By Ann Gill (M.A., ’76)
Most organ donations are anonymous, but one became quite the opposite. It was a gift not only of life but also lasting friendship. Dr. Amy Mason (B.S., ’83; D.V.M., ’92) calls donating a kidney a “remarkable experience”; Dr. Michael Coakley (B.S., ’87; DVM, ’88) also uses the term “remarkable” to describe the process whereby he received this life-saving donation.
Dr. Mason grew up in Golden, Colorado. Her goal since childhood was to be a veterinarian. After two years at Northeastern Junior College (NJC) in Sterling, she enrolled at Colorado State University as an animal science major and later was accepted into the veterinary medicine program. After graduation, she moved to Nevada with her husband, where she had a mixed animal practice. Sometime later, the couple moved to a small ranch near Guffey, Colorado. After an accident left her with traumatic brain injury, she maintained a small animal practice, later limiting the days a week she worked.
Dr. Coakley grew up in northeastern Colorado and worked in feedlots and on ranches from third grade though his undergraduate days at CSU. After receiving his D.V.M., he did a surgical internship at a hospital in Lexington, Kentucky, then worked in a practice in Los Lunas, New Mexico, followed by a practice in Raton. He later worked at the Arapahoe Park horse race track in Aurora, Colorado, then the Albuquerque Downs race track. In 1993, he purchased a retiring veterinarian’s large animal practice in Sterling and has operated the Plains Veterinary Service since then.
He was diagnosed with kidney disease in 1990; in 2018, doctors discovered bladder cancer. Removal of the tumor was followed by chemo and radiation treatments.

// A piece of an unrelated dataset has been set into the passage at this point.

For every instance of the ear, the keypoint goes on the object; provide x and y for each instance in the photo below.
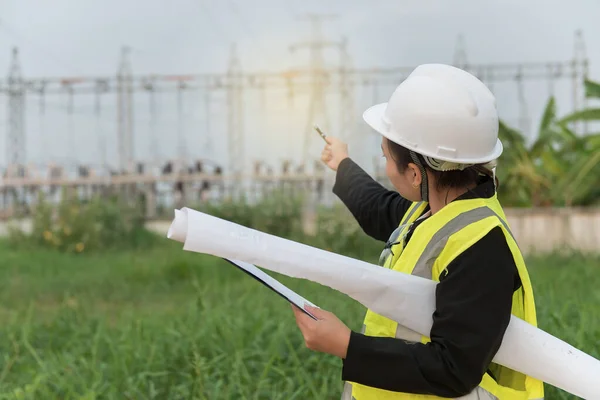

When his kidneys quit functioning, he went on dialysis. He would work a full day after dialysis, calling it “the hardest thing I ever did.” In the fall of 2020, when he was found to be cancer-free, he was approved for the transplant list. His family members were tested, but none were approved to donate.
Enter Dr. Mason. When attending NJC, she had become friends with Linda Meisner. Her daughter lived in Meisner’s basement while she attended NJC. During a visit with Meisner in 2000, Dr. Mason learned that a Sterling veterinarian was on the list for a kidney donation. Upon hearing that and thinking the pair might have had a class together during their undergraduate days, Dr. Mason decided to call him. During that conversation, she suddenly told him, “I could give you a kidney.” Dr. Coakley recalls being “astounded” when he heard those words.

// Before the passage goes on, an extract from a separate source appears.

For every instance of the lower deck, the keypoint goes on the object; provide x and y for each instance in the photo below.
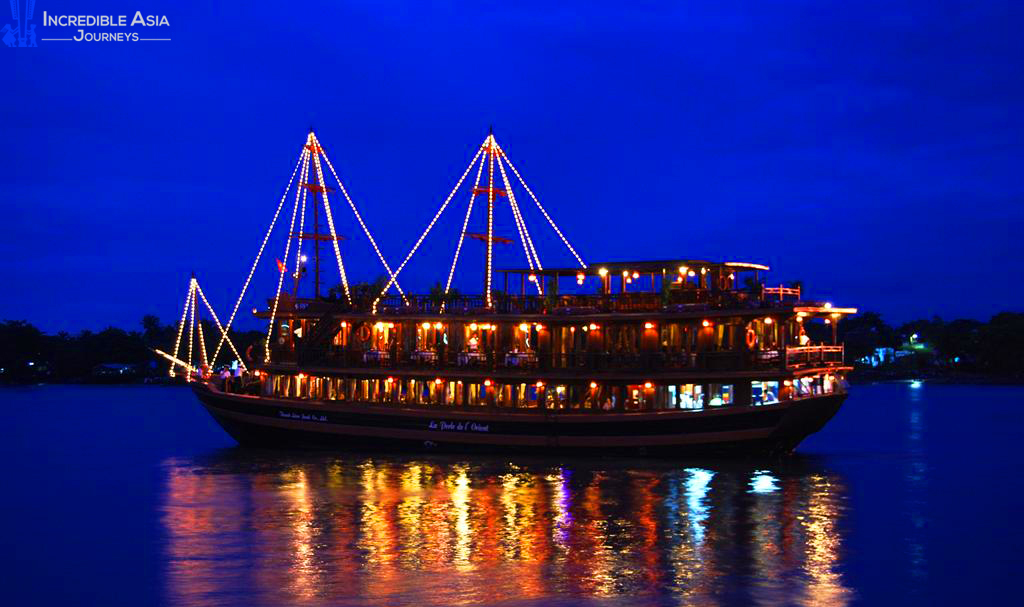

The process began in November 2020. Dr. Mason was down to working at her own clinic one day a week, so she closed it and began the process of being approved as a donor, which included many steps ̶ filling out a lengthy questionnaire, conversations with a social worker, psychological testing, blood work and, finally, more intense testing to assure the kidney was a match. As Dr. Coakley describes the process leading up to the transplant, he says: “Amy is an amazing person. She was tenacious about getting things done.”

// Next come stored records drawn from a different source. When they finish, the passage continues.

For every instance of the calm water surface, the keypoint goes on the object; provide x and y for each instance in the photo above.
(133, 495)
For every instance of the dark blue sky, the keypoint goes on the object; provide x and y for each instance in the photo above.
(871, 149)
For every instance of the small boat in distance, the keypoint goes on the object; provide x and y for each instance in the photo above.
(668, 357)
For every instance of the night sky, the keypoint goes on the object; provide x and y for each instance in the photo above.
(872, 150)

The surgery was February 3 in Denver. During the ten days Dr. Mason was required to stay in town, her daughter would drive her to the hospital, where she and Dr. Coakley walked the hospital halls together. This was the beginning of the second gift resulting from the transplant—the two have developed a bond of friendship; she refers to him as her “kidney sibling.” His family was anxious to meet her and express their gratitude.
Dr. Coakley says he now feels better than he has felt in years and that he has “seen the hand of God with me” throughout his life and, specifically, in this process. A Kansas veterinarian, Dr. Preston Hickman, ran Dr. Coakley’s practice for 3 months during the surgery and his recovery, and a local individual provided the visiting veterinarian a furnished house during that the time. Others helped support this inspirational pair of veterinarians, including a fund raiser at Sterling Livestock Sale Barn to help with both their medical expenses.
Dr. Mason compares the experience of donating a kidney to childbirth ̶ “giving life to someone unconditionally.” She urges anyone healthy enough to do so to consider it. This extraordinary, heartwarming story of two CSU alumni elevates the phrase “Rams helping Rams” to a whole new level.